About Wren River
About the Wren River Project: A storytelling experiment in comics and digital media
by Andy GMy student's in drawing and illustration classes often ask me to give them the "real talk" about life as an illustrator. The short answere is: don't quit your day job. That is a joke.
Here is the long answer.
Over the course of a decade, some of my personal work has been centered around the imaginary world of Wren River, dreamed up in a sketchbook in 2010. Here is a chronology and a few fun details to illuminate the life span of this project.
In 2010 ( back when reading on a tablet seemed like a new frontier) I was invited as an artist/author to work on a multi artist anthology of interactive comics.

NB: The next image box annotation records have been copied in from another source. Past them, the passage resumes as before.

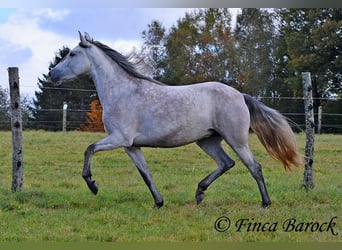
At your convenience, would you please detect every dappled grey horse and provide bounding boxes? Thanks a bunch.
[50,33,301,208]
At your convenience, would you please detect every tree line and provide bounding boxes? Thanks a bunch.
[0,8,342,132]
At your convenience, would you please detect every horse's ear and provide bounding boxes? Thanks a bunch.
[78,31,91,48]
[84,32,94,42]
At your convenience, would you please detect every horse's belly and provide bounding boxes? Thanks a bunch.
[133,129,214,148]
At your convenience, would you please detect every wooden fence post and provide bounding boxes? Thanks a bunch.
[8,67,24,192]
[302,72,315,189]
[62,102,68,132]
[317,106,322,134]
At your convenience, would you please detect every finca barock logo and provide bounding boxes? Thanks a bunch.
[214,216,338,236]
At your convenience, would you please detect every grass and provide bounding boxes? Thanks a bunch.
[0,131,342,242]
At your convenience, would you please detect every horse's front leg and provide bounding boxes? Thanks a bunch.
[82,144,98,195]
[82,135,127,195]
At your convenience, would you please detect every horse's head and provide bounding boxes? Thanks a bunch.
[49,32,92,84]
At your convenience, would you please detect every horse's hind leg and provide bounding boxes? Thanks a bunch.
[231,143,271,208]
[196,135,235,204]
[125,147,163,208]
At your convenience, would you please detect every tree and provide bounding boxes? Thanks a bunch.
[142,20,166,81]
[278,8,342,98]
[143,9,235,85]
[234,8,276,97]
[31,47,97,131]
[79,99,104,132]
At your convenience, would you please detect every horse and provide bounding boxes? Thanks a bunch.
[49,32,302,208]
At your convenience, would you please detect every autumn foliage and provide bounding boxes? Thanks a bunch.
[78,100,104,132]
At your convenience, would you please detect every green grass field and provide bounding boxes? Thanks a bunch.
[0,131,342,242]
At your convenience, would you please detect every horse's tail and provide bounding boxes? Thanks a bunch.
[244,94,302,170]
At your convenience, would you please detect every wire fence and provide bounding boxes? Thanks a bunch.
[0,94,342,133]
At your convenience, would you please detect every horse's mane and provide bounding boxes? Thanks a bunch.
[91,41,164,85]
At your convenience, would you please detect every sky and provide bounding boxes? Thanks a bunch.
[0,8,237,97]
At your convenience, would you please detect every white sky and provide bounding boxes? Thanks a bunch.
[0,8,237,97]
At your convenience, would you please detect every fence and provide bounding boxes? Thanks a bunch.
[0,97,342,133]
[0,84,342,133]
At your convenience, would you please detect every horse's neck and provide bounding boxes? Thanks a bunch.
[91,52,133,108]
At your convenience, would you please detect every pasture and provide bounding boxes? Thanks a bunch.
[0,131,342,242]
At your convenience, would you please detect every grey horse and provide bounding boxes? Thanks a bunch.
[49,32,302,208]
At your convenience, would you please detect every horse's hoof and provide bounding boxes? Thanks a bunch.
[196,191,204,205]
[153,200,164,209]
[87,181,99,195]
[261,201,271,209]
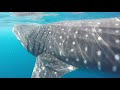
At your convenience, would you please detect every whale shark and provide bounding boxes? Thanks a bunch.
[13,18,120,78]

The project was for a media publisher with a forward thinking young editor looking to enter the digital space. I was an ambitious illustrator full of ideas, myself, and everything else. I was wide eyed (and also very naive). I worked for several months at the drawing board and eventually turned in a fully painted illustrated story. After months of waiting for its release, the entire project was shelved. Everything was stuck in contractual limbo and would never see the light.
Disappointed but not defeated, I returned to the drawing board. The idea of self publishing comics for digital seemed ripe. In a creative fit, I developed a host of new ideas. I drew and outlined a concept for a surreal fantasy world inspired by the Wizard of Oz, Magritte and Fellini films. I did many rounds of character designs and storyboards that eventually became the World of Wren River.
At the time, I didn't know if the project would be a comic, kid's book, game, or interactive. Many years earlier, I had attended a house party in the Berkely and interacted with some of the folks involved with the Cosmic Debris brand (Emily the Strange). Several small conversations at that party made it seem like creating an iconic character was an achievable goal for any graphic artist. (An aside: the late musician Jack Rose did a hypnotic solo guitar performance in a barn at that party).
With dreams of a surrealist mascot in mind, I started searching for collaborators in technology. How hard could it be in the SF bay area, right? In 2011 I met with a small group of frustrated programmers about a possible indie game - but we never got past the planning phase.
By late 2011, through a mutual artist friend, I was connected with Michael Golden who was already creating apps and had his own dreams of creating a digital studio soon to be called NoRobo Studios. Together, with sweat and tears, we built the Wren River Curse: Chapter 1 app over the course of a few years. The app launched in 2014.
In hindsight, the Chapter 1 project suffered from my own generous over ambition as an illustrator. I insisted, probably foolishly, on painting the entire graphic novel by hand, nearly 80 plus pages. A very slow process. The painted panels took more than two years. Including art, animation, programming and testing, the entire App build took nearly 3 years. All this for a Chapter 1 story that could be read through in about ten minutes! Upon launching in 2014, I was disappointed to realize the new frontier of comics reading via tablet had already moved on ... without Wren River. There was already a glut of comics on the web, many for free. Animation and audio seems extraneous in comics. Not to mention the lost time (and as an illustrator, time is money).
The following year, at the initiation of Michael, we collaborated again, this time on a simple mini game. We expanded the team with the help of Artist/Producer Emma Tipping and Illustrator Ian C Wing. The result was a mini game concept called Warlock Secret. I served as Art Director and contributed the world building and story ideas. I loved the experience of collaboration with this group of talented creatives. It proved an intersting venue for world building. In the end the project took about a year. I was very happy with the design and story concepts, but the game play itself was...extremely difficult! I'm no match three champion and I couldn't even pass the first level.
In 2018, I returned to the original ideas from the World of Wren River and scripted a short story called Wren River Tales. My good friend and talented illustrator Ian Wing returned to collaborate and handled all of the art duties with charm and style. Together we published the book as a mini comic zine and tabled the book at a few comics art fests. I'm extrememly proud of the final story and one we will revisit with further tales.
The World of Wren river was created from dreams. Now I use it as a sandbox type space to visit and play with storys and images. The original outlines and ideas have changed slightly throught the years but alwaus retain their core seedling of an idea.
After experiences creating for apps, games, and print I can honestly say that all three are a tremendous labor of love and all three require overlapping skills of creative vision, technical ability, and delusions of greatness.